You are viewing a plain text version of this content. The canonical link for it is here.
Posted to dev@nutch.apache.org by "Thorsten Scherler (JIRA)" <ji...@apache.org> on 2006/11/24 14:24:01 UTC

[jira] Created: (NUTCH-407) Make Nutch crawling parent directories for file protocol configurable

Make Nutch crawling parent directories for file protocol configurable
---------------------------------------------------------------------

                 Key: NUTCH-407
                 URL: http://issues.apache.org/jira/browse/NUTCH-407
             Project: Nutch
          Issue Type: Improvement
    Affects Versions: 0.8
            Reporter: Thorsten Scherler


http://www.mail-archive.com/nutch-user@lucene.apache.org/msg06698.html

I am looking into fixing some very weird behavior of the file protocol.
I am using 0.8.

Researching this topic I found 
http://www.mail-archive.com/nutch-user@lucene.apache.org/msg06536.html
and
http://www.folge2.de/tp/search/1/crawling-the-local-filesystem-with-nutch

I am on Ubuntu but I have the same problem that nutch is going down the
tree (including parents) and not up (including children from the root
url).

Further I would vote to make the fetch-parents optional and defined per
a property whether I would like this not very intuitive "feature".


-- 
This message is automatically generated by JIRA.
-
If you think it was sent incorrectly contact one of the administrators: http://issues.apache.org/jira/secure/Administrators.jspa
-
For more information on JIRA, see: http://www.atlassian.com/software/jira

        

[jira] Commented: (NUTCH-407) Make Nutch crawling parent directories for file protocol configurable

Posted by "Andrzej Bialecki (JIRA)" <ji...@apache.org>.
    [ http://issues.apache.org/jira/browse/NUTCH-407?page=comments#action_12453523 ] 
            
Andrzej Bialecki  commented on NUTCH-407:
-----------------------------------------

As far as I understand it, the original issue that you refer to (and your issue) both come from misconfigured URLFilters - I don't understand why this fix is needed if you configure them properly.

First, let's establish the names for directions - normally "up" refers to a parent directory, and "down" refers to a child directory.

Current behavior is to collect ANY urls that we find pointing out from the current URL, unless prohibited by filters.

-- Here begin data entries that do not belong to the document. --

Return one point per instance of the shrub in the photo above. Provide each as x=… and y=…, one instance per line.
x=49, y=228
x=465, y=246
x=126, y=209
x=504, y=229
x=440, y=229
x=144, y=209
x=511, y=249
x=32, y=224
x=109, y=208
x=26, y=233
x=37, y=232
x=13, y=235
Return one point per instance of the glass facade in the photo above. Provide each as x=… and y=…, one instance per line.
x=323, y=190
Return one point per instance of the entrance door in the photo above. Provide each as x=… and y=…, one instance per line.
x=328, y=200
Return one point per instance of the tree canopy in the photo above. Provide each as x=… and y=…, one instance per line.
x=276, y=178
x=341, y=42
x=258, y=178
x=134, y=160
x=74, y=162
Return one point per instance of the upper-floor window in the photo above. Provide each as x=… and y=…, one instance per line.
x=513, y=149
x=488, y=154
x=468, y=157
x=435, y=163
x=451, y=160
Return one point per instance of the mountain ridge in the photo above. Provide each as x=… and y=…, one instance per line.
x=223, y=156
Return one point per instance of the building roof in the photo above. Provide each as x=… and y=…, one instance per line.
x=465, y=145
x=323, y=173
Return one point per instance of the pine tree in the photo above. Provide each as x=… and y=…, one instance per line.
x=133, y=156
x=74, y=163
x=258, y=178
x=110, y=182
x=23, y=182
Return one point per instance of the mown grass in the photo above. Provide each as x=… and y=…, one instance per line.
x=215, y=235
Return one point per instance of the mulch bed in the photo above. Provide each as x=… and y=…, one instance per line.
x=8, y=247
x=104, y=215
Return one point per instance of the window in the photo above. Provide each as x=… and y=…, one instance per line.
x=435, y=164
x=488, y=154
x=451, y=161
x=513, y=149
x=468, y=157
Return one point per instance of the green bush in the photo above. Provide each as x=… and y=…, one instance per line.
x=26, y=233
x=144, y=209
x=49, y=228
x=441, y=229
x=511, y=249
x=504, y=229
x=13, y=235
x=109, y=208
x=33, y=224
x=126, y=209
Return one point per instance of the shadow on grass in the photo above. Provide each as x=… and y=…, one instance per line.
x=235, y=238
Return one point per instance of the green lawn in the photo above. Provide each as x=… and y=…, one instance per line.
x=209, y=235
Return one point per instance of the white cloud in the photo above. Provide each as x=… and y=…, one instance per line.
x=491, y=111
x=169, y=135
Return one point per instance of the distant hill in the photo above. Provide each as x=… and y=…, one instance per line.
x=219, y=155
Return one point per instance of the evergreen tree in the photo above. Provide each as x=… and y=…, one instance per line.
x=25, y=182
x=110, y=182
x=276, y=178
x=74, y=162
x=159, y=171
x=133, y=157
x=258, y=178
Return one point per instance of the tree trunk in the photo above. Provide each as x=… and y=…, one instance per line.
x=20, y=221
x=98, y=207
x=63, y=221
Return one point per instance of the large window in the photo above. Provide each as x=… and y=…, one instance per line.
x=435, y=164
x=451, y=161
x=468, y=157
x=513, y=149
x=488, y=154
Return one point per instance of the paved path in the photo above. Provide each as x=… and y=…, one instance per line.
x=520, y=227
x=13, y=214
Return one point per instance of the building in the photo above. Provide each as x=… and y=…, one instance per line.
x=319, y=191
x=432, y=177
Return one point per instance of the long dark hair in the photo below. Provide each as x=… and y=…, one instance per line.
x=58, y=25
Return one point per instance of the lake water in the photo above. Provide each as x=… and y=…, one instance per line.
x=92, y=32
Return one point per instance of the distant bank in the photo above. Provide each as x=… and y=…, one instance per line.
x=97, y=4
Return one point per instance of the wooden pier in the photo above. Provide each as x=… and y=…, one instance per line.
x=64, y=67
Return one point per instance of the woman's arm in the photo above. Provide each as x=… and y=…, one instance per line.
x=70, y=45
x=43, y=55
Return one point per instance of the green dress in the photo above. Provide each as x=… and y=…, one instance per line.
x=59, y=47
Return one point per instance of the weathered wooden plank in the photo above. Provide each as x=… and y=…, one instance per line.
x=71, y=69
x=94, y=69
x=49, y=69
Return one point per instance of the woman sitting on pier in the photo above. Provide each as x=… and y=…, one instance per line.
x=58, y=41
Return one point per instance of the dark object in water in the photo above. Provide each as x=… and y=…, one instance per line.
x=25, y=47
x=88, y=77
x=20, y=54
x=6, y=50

In case of crawling local FS, unless you prohibit it in URLFilters from collecting parent dirs it will also collect such URLs - that's why it behaved the way it did. This behavior is consistent with HTTP and FTP crawling.

So, instead of your "special case" fix you should simply put the root directory in your URLFilters configuration. E.g. for urlfilter-regex you should put the following in regex-urlfilter.txt :

+^file:///c:/top/directory/
-.

> Make Nutch crawling parent directories for file protocol configurable
> ---------------------------------------------------------------------
>
>                 Key: NUTCH-407
>                 URL: http://issues.apache.org/jira/browse/NUTCH-407
>             Project: Nutch
>          Issue Type: Improvement
>    Affects Versions: 0.8
>            Reporter: Thorsten Scherler
>         Attachments: 407.fix.diff
>
>
> http://www.mail-archive.com/nutch-user@lucene.apache.org/msg06698.html
> I am looking into fixing some very weird behavior of the file protocol.
> I am using 0.8.
> Researching this topic I found 
> http://www.mail-archive.com/nutch-user@lucene.apache.org/msg06536.html
> and
> http://www.folge2.de/tp/search/1/crawling-the-local-filesystem-with-nutch
> I am on Ubuntu but I have the same problem that nutch is going down the
> tree (including parents) and not up (including children from the root
> url).
> Further I would vote to make the fetch-parents optional and defined per
> a property whether I would like this not very intuitive "feature".

-- 
This message is automatically generated by JIRA.
-
If you think it was sent incorrectly contact one of the administrators: http://issues.apache.org/jira/secure/Administrators.jspa
-
For more information on JIRA, see: http://www.atlassian.com/software/jira

        

[jira] Commented: (NUTCH-407) Make Nutch crawling parent directories for file protocol configurable

Posted by "Godmar Back (JIRA)" <ji...@apache.org>.
    [ https://issues.apache.org/jira/browse/NUTCH-407?page=com.atlassian.jira.plugin.system.issuetabpanels:comment-tabpanel&focusedCommentId=12797398#action_12797398 ] 

Godmar Back commented on NUTCH-407:
-----------------------------------

Hardwiring a directory such as "file:///c:/top/directory" in urlfilter-regexp is a bizarre idea that does not solve this problem.

It would tie the 'urls' file specified in 'nutch crawl' to the urlfilter-regex in conf/, which is obviously bad. (Alternatively, if each 'urls' file required a separate conf/ directory, then 'urls' should be made part of conf/.)

Please accept the original patch or find a better solution.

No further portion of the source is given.